“Quella dell’ex Ilva è una vertenza gestita senza trasparenza. Ora il governo si assuma la responsabilità, perché di possibili proposte ne abbiamo ascoltate tante. Ogni esecutivo ha fatto il gioco del cerino, ma i lavoratori non sono cerini. Basta prendere tempo“. A rivendicarlo, all’esterno di Palazzo Chigi, Rocco Palombella, segretario generale Uilm, nel corso di una conferenza stampa convocata dai sindacati Fiom, Fim e Uilm, sulla crisi di Acciaierie d’Italia.

Il 20 dicembre, data della convocazione dei sindacati a Palazzo Chigi, due giorni prima dell’Assemblea dei soci di Acciaierie d’Italia, i sindacati aspettano così una soluzione dall’esecutivo: “Serve una risposta che offra garanzie rispetto alla salita del socio pubblico dentro ArcelorMittal, quindi dentro Acciaierie. Il governo deve prendere in mano la gestione dell’azienda e si devono dare garanzie per i lavoratori e le produzioni. Altrimenti, noi non andremo via“, ha avvertito il segretario generale della Fiom Cgil, Michele De Palma. E ancora: “Mittal non vuole mettere le risorse. Sarebbe un atto di irresponsabilità da parte dell’esecutivo presentarsi al tavolo senza risposte concrete, perché il tempo del confronto tecnico è finito. Ora la decisione è solo politica e il governo ha la responsabilità politica di prenderla”. Anche perché, continua De Palma, “ogni giorno c’è un incidente dentro gli impianti. L’azienda deve intervenire a garantire la salute e la sicurezza dei lavoratori“.

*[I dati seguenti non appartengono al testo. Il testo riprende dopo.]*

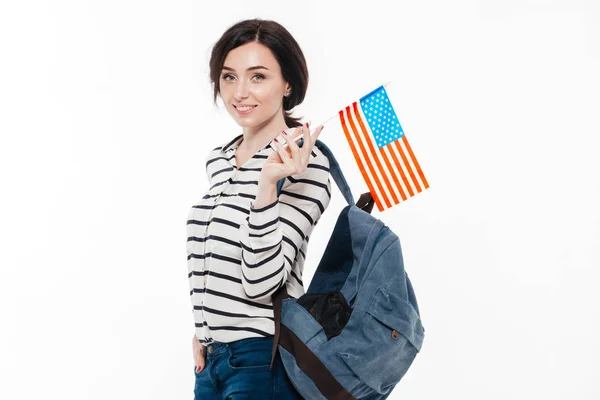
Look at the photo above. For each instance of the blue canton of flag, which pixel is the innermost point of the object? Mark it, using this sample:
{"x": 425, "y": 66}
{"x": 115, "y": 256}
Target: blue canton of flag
{"x": 381, "y": 117}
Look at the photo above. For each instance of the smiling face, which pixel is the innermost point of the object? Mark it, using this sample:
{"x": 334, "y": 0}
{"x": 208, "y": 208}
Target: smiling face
{"x": 251, "y": 76}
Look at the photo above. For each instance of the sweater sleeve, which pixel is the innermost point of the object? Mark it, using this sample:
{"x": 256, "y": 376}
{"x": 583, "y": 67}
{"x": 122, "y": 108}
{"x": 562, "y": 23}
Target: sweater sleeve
{"x": 271, "y": 236}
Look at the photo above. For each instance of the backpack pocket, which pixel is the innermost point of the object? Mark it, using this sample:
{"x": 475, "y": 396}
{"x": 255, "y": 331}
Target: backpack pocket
{"x": 385, "y": 343}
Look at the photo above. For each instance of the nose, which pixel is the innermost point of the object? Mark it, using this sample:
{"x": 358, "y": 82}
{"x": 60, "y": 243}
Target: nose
{"x": 241, "y": 90}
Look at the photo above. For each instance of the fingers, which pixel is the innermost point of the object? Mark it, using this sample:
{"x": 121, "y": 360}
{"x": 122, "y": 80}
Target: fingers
{"x": 296, "y": 152}
{"x": 285, "y": 157}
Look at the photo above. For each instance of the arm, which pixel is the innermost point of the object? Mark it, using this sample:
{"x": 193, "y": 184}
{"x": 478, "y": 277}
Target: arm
{"x": 273, "y": 232}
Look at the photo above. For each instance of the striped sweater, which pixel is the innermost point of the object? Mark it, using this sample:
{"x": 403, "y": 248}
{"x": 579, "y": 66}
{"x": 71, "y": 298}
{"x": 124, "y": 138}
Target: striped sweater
{"x": 238, "y": 255}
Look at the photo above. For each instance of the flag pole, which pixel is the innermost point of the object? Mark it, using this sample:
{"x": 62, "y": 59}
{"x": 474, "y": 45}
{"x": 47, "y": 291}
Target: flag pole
{"x": 335, "y": 116}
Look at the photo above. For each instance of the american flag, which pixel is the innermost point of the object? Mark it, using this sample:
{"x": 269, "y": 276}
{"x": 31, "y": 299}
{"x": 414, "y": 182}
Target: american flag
{"x": 381, "y": 150}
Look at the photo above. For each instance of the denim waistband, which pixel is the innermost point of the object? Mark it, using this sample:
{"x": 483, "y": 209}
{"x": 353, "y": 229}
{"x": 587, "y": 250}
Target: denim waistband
{"x": 222, "y": 347}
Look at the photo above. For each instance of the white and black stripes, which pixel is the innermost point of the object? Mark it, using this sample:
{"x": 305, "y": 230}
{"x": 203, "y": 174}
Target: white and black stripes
{"x": 238, "y": 256}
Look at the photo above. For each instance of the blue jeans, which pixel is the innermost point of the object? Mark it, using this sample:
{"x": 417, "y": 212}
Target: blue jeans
{"x": 240, "y": 370}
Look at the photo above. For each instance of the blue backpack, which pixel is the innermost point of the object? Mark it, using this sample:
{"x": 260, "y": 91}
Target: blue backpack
{"x": 357, "y": 329}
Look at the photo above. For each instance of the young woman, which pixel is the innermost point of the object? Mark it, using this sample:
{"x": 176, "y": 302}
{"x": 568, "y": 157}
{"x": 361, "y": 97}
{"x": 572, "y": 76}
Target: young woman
{"x": 244, "y": 241}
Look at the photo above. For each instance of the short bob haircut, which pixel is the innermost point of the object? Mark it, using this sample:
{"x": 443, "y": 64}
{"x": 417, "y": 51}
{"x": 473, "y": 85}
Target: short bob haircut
{"x": 284, "y": 47}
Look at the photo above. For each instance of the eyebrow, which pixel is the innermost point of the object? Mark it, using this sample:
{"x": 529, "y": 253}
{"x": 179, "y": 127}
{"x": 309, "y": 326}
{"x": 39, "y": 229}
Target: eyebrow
{"x": 248, "y": 69}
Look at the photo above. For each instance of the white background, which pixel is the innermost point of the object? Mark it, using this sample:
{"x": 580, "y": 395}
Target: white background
{"x": 106, "y": 118}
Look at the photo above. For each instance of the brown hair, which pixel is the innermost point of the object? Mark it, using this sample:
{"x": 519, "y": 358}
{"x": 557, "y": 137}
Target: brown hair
{"x": 284, "y": 47}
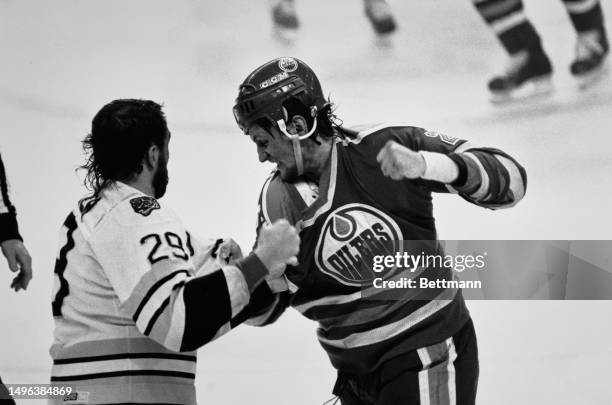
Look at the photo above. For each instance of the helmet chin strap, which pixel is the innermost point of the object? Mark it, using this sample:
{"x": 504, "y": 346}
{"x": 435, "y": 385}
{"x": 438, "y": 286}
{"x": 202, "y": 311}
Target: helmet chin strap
{"x": 295, "y": 141}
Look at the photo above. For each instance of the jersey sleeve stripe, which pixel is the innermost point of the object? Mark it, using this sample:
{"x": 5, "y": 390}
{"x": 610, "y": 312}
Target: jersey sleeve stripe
{"x": 484, "y": 184}
{"x": 5, "y": 202}
{"x": 208, "y": 293}
{"x": 239, "y": 291}
{"x": 174, "y": 337}
{"x": 156, "y": 315}
{"x": 517, "y": 187}
{"x": 146, "y": 279}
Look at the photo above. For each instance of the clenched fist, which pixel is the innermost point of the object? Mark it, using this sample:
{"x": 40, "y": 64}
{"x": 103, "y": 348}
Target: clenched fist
{"x": 278, "y": 246}
{"x": 19, "y": 261}
{"x": 399, "y": 162}
{"x": 228, "y": 251}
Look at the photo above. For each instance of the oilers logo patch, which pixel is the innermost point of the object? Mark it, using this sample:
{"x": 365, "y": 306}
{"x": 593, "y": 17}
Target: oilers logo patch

Un appello rilanciato anche da Roberto Benaglia, segretario generale Fim-Cisl: “Acciaierie d’Italia sta andando verso una consunzione, sta lavorando sempre meno. Abbiamo salutato positivamente l’incontro fissato il 20 dicembre, due giorni prima dell’Assemblea. Ma se non si gettano le condizioni per il salvataggio, non assisteremo mani in mano alla chiusura e alla fine di questo grande stabilimento”. Tradotto, il timore, spiega Palombella, è che il governo, “più che un regalo di Natale per i lavoratori, voglia fare un pacco. Con nulla dentro. Non staremo fermi a guardare”.